The American involvement in the first or Great War was unprecedented by taking place wholly in Europe. This distance from the homeland, as well as the tangled web of causes, led to a high degree of ambiguity about the morality of the nation’s participation. To be sure, the American clergy, as in all other nations,eagerly sought to find divine approval,for the war effort. Frequently and vociferously, they denigrated or demonized the German enemy and, following Woodrow Wilson, proclaimed America’s purity of intentions. America, they held, fought for honour not for gain.. But the ordinary fighting soldier had more down-to-earth priorities. His principal concern was to use the opportunity to prove his manhood. A muscular Christianity was more to his taste. And many of the chaplains recruited from the local parishes saw the war as an opportunity to revitalize their witness among young men by getting to know the “regular guy” in the trenches. The war was therefore seen as a chance to make the clergy’s reputations as “regular men”, and thus to attract these young men back to the church. The interaction of the army’s and the clergy’s expectations is the subject of Jonathan Ebel’s investigation.

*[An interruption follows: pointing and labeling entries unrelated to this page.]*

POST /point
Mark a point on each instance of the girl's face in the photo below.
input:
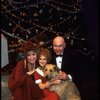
(42, 60)
(31, 57)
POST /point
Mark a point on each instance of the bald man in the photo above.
(64, 57)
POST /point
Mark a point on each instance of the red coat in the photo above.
(22, 86)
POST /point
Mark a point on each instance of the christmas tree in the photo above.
(39, 21)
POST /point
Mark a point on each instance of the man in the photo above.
(64, 57)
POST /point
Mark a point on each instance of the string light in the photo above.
(29, 20)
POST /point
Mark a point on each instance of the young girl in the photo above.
(21, 82)
(44, 57)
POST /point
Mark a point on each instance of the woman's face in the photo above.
(42, 60)
(31, 57)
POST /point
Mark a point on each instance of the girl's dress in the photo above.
(47, 94)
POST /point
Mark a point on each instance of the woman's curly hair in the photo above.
(45, 52)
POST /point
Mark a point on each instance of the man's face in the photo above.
(59, 46)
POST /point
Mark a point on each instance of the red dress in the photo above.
(47, 94)
(22, 86)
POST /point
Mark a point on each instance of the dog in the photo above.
(67, 89)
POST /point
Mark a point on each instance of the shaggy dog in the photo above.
(66, 90)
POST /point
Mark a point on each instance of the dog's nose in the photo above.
(46, 77)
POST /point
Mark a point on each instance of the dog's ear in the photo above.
(56, 68)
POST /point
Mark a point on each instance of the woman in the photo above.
(44, 58)
(21, 83)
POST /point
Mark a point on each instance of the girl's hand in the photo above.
(57, 81)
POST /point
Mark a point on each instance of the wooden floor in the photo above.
(89, 85)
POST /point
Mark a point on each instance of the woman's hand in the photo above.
(30, 72)
(62, 75)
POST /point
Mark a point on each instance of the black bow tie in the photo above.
(59, 55)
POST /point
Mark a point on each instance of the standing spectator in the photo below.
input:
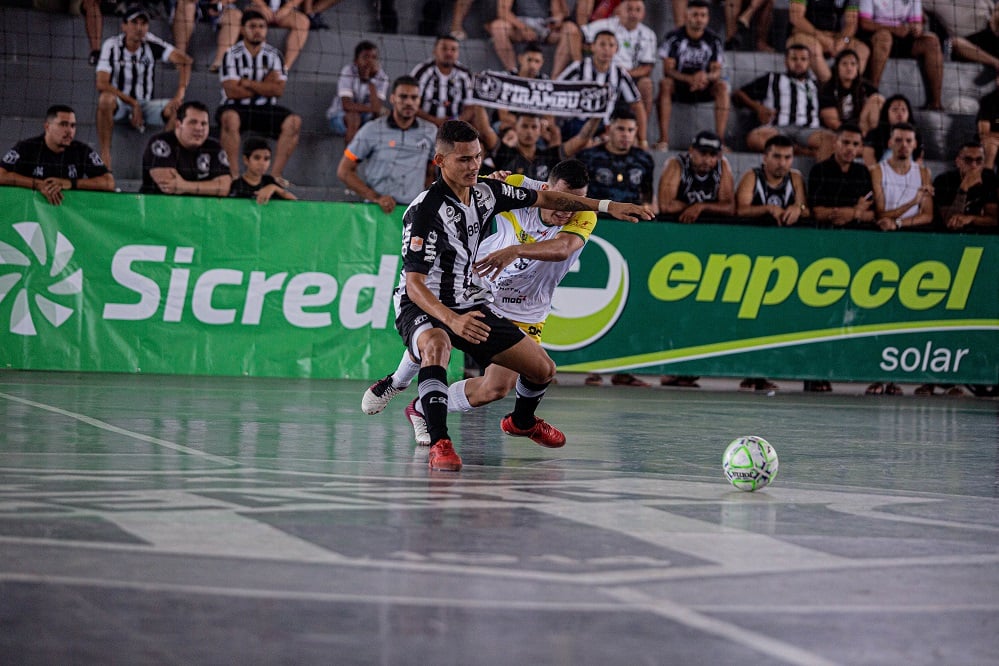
(253, 78)
(360, 92)
(445, 84)
(988, 127)
(126, 78)
(692, 70)
(600, 68)
(256, 183)
(895, 110)
(525, 21)
(621, 171)
(55, 161)
(966, 197)
(847, 98)
(839, 188)
(903, 194)
(826, 27)
(397, 151)
(894, 28)
(285, 14)
(186, 160)
(698, 182)
(787, 103)
(523, 155)
(636, 45)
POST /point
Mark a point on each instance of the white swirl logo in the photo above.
(40, 272)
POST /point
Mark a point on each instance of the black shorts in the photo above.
(503, 333)
(264, 119)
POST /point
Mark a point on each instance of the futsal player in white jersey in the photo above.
(522, 263)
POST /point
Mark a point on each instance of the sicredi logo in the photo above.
(37, 273)
(582, 315)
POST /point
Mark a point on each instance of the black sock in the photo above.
(433, 400)
(529, 396)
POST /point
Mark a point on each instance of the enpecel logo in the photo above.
(36, 252)
(580, 316)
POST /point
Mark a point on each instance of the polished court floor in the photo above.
(165, 520)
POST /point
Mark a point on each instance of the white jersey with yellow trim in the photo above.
(523, 291)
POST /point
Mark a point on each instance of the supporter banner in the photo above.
(132, 283)
(189, 285)
(800, 303)
(541, 96)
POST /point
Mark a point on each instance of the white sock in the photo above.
(404, 374)
(457, 401)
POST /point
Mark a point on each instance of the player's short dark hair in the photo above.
(255, 143)
(187, 106)
(56, 109)
(778, 140)
(363, 46)
(853, 128)
(573, 172)
(405, 80)
(251, 14)
(452, 132)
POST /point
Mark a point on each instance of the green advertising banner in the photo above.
(186, 285)
(729, 300)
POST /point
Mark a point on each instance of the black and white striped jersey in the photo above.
(441, 236)
(443, 96)
(133, 73)
(238, 63)
(795, 100)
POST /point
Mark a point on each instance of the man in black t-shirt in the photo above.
(186, 160)
(55, 161)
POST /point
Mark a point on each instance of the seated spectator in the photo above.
(903, 194)
(965, 198)
(125, 80)
(637, 45)
(847, 98)
(55, 161)
(256, 183)
(827, 29)
(895, 110)
(698, 182)
(445, 84)
(278, 13)
(186, 160)
(692, 71)
(740, 18)
(397, 152)
(773, 193)
(253, 78)
(980, 46)
(529, 22)
(988, 127)
(523, 155)
(787, 103)
(620, 171)
(601, 68)
(894, 28)
(840, 193)
(360, 92)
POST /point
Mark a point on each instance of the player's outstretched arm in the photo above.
(565, 201)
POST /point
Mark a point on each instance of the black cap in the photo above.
(706, 142)
(133, 12)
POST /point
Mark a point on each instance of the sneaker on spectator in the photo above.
(378, 395)
(541, 432)
(443, 457)
(419, 424)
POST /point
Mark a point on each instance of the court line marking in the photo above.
(104, 425)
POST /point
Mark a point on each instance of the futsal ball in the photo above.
(750, 463)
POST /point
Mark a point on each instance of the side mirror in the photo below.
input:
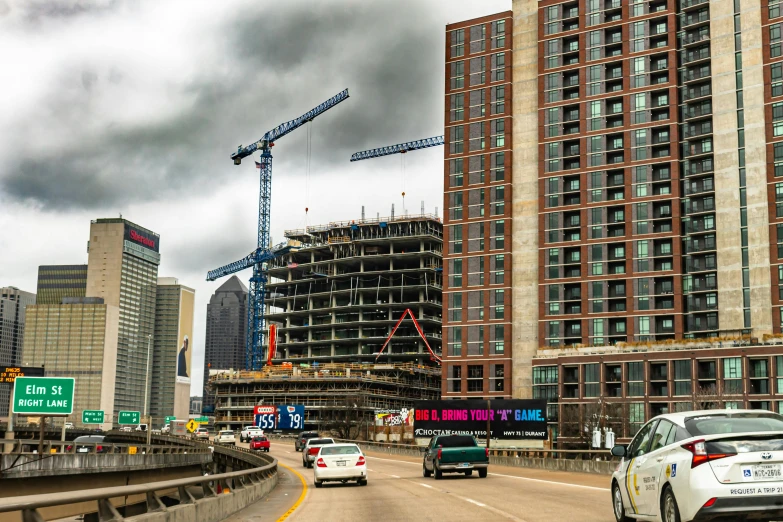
(619, 451)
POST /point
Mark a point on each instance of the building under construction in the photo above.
(342, 398)
(335, 302)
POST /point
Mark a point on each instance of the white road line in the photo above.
(553, 482)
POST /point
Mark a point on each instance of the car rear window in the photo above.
(340, 450)
(456, 441)
(734, 423)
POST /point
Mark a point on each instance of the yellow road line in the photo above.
(301, 497)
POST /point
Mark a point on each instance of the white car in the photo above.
(311, 448)
(340, 462)
(248, 432)
(702, 465)
(225, 437)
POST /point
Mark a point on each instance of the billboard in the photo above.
(185, 336)
(403, 417)
(508, 418)
(283, 417)
(143, 238)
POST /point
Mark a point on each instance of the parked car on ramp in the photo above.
(340, 462)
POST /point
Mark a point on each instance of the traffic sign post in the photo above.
(129, 417)
(43, 395)
(92, 417)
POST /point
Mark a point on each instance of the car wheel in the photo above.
(670, 512)
(617, 504)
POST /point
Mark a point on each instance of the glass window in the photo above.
(640, 445)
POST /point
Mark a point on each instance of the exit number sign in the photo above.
(43, 395)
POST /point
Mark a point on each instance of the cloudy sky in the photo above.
(134, 107)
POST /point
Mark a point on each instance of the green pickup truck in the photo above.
(454, 454)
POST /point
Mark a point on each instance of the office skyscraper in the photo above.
(13, 303)
(170, 391)
(224, 347)
(122, 268)
(58, 281)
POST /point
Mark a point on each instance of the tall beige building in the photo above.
(122, 268)
(171, 371)
(76, 339)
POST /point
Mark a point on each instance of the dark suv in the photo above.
(301, 440)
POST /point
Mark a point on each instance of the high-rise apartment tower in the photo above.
(477, 259)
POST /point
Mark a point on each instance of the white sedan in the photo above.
(340, 463)
(702, 465)
(225, 437)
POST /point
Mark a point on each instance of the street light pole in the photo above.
(147, 390)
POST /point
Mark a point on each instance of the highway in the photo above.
(396, 491)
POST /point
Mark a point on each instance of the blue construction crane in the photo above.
(401, 148)
(254, 348)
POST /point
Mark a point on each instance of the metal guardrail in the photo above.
(29, 504)
(25, 447)
(587, 454)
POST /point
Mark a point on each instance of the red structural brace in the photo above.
(433, 355)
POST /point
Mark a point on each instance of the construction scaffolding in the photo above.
(338, 298)
(327, 392)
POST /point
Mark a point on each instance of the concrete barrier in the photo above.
(211, 509)
(33, 465)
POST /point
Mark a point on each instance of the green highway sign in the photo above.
(92, 417)
(128, 417)
(43, 395)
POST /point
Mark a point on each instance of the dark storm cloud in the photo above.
(285, 59)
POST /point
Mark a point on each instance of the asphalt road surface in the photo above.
(397, 491)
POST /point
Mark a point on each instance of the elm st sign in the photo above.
(43, 395)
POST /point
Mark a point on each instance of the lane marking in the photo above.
(595, 488)
(511, 476)
(301, 497)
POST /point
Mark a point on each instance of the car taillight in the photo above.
(699, 450)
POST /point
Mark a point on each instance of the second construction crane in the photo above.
(254, 348)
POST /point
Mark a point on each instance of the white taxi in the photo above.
(702, 465)
(340, 463)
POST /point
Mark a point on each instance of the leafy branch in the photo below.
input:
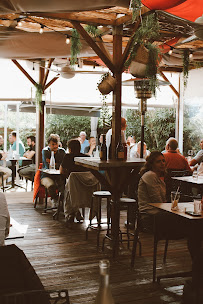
(38, 95)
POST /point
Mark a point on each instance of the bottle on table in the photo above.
(110, 149)
(103, 151)
(52, 161)
(120, 151)
(104, 295)
(10, 153)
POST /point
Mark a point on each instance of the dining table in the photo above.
(114, 175)
(14, 168)
(191, 181)
(184, 211)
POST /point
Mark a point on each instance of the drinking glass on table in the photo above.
(197, 206)
(195, 174)
(175, 196)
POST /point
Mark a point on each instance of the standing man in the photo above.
(52, 182)
(28, 171)
(12, 140)
(83, 141)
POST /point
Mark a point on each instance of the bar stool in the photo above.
(2, 178)
(97, 226)
(125, 204)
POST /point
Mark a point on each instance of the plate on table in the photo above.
(192, 213)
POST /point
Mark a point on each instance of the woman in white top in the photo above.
(4, 219)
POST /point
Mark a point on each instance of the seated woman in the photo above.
(152, 189)
(4, 219)
(6, 171)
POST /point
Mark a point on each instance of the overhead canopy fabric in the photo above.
(18, 6)
(16, 44)
(189, 9)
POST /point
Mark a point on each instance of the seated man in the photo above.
(28, 171)
(12, 140)
(198, 159)
(68, 165)
(92, 146)
(136, 154)
(4, 219)
(52, 182)
(6, 171)
(175, 160)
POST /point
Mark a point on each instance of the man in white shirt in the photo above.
(4, 219)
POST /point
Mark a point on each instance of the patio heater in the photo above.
(142, 90)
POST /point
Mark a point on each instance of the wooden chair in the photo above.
(98, 196)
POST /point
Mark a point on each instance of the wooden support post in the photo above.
(40, 114)
(116, 108)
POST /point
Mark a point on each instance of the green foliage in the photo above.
(75, 46)
(67, 127)
(186, 62)
(159, 126)
(38, 95)
(93, 30)
(136, 7)
(151, 71)
(148, 31)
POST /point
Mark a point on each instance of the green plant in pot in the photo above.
(106, 84)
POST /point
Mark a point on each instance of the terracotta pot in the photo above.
(139, 63)
(107, 85)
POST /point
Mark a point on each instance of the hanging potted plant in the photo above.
(107, 84)
(139, 63)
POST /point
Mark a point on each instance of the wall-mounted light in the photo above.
(41, 29)
(19, 22)
(67, 39)
(170, 51)
(191, 56)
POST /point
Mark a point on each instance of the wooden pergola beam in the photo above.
(23, 71)
(171, 86)
(82, 17)
(93, 45)
(128, 46)
(103, 47)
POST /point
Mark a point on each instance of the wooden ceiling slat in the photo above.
(93, 45)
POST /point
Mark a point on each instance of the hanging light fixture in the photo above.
(170, 51)
(19, 22)
(41, 29)
(191, 56)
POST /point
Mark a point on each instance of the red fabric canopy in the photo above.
(161, 4)
(188, 9)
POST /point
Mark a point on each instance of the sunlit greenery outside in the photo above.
(159, 126)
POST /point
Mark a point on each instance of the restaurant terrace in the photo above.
(134, 45)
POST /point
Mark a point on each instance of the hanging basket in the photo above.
(139, 63)
(107, 85)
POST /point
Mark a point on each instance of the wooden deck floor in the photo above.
(64, 259)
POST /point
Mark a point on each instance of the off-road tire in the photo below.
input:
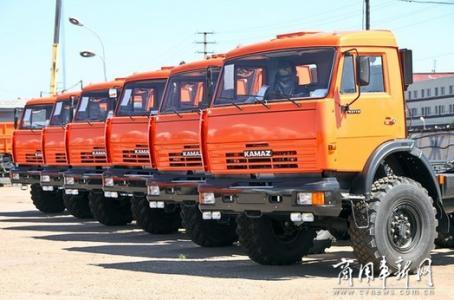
(110, 211)
(155, 220)
(47, 202)
(322, 241)
(391, 196)
(264, 246)
(77, 205)
(208, 233)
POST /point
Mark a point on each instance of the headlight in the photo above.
(108, 181)
(153, 190)
(69, 180)
(45, 178)
(207, 198)
(304, 199)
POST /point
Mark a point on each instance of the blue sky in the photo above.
(142, 35)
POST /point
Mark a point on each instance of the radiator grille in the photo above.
(97, 155)
(189, 157)
(138, 155)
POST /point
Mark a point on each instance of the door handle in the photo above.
(390, 121)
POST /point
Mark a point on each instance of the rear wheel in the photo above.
(208, 233)
(270, 241)
(47, 202)
(78, 206)
(155, 220)
(110, 211)
(402, 224)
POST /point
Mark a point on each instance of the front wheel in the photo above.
(270, 241)
(402, 224)
(47, 202)
(110, 211)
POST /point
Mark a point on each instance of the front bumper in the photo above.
(126, 181)
(52, 177)
(80, 179)
(174, 188)
(278, 195)
(25, 175)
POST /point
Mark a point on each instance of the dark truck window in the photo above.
(7, 115)
(35, 116)
(277, 75)
(94, 106)
(141, 98)
(188, 91)
(61, 113)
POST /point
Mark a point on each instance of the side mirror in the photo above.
(113, 93)
(362, 70)
(17, 113)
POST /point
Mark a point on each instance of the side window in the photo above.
(376, 84)
(348, 82)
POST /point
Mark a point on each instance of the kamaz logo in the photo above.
(257, 153)
(191, 153)
(99, 153)
(141, 151)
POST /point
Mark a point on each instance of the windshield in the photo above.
(94, 106)
(35, 116)
(6, 114)
(140, 98)
(188, 91)
(62, 113)
(301, 73)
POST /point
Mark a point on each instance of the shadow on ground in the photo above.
(175, 253)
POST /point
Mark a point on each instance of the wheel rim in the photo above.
(404, 227)
(284, 231)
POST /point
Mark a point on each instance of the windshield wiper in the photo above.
(177, 113)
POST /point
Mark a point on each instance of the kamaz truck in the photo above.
(86, 149)
(28, 154)
(307, 131)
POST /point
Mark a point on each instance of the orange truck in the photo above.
(128, 134)
(175, 152)
(28, 153)
(53, 140)
(7, 116)
(307, 131)
(86, 150)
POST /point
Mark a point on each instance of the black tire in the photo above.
(110, 211)
(155, 220)
(274, 242)
(402, 224)
(446, 240)
(208, 233)
(47, 202)
(322, 241)
(77, 205)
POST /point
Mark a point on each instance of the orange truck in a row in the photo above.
(276, 142)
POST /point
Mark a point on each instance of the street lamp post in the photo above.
(76, 22)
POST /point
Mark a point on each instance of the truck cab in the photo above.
(128, 134)
(54, 138)
(174, 142)
(27, 145)
(306, 132)
(28, 154)
(7, 116)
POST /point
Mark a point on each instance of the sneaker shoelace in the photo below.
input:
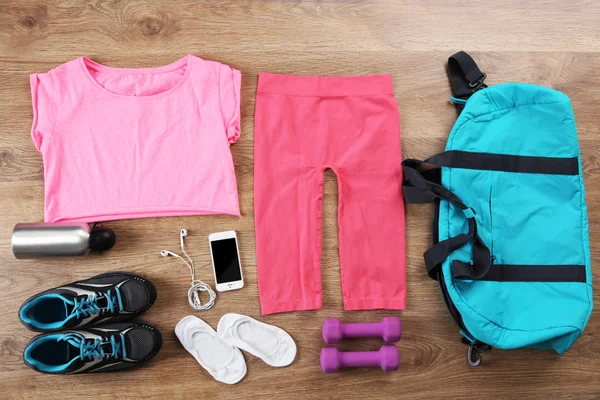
(85, 307)
(93, 348)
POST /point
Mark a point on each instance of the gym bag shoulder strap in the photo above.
(511, 246)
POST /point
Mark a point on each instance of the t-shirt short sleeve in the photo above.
(229, 88)
(44, 98)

Like most of the U.S. military forces in 1917, the U.S.military chaplaincy was unprepared for a major overseas war. When they got to France, the chaplains found themselves on wholly unfamiliar ground. The exigencies of war trumped existing personal relationships and displaced any denominational ties. Religious authority counted for little among such a varied group of man. Instead, all were to share in the shock of battle and its tragedies. Chaplains were obliged to find a new vocabulary in order to apply religious images in dealing with the sufferings and deaths they encountered. On the other hand, for some the war was a revitalizing experience, was central to the construction of western manhood, and even led to valuable social and religious impulses.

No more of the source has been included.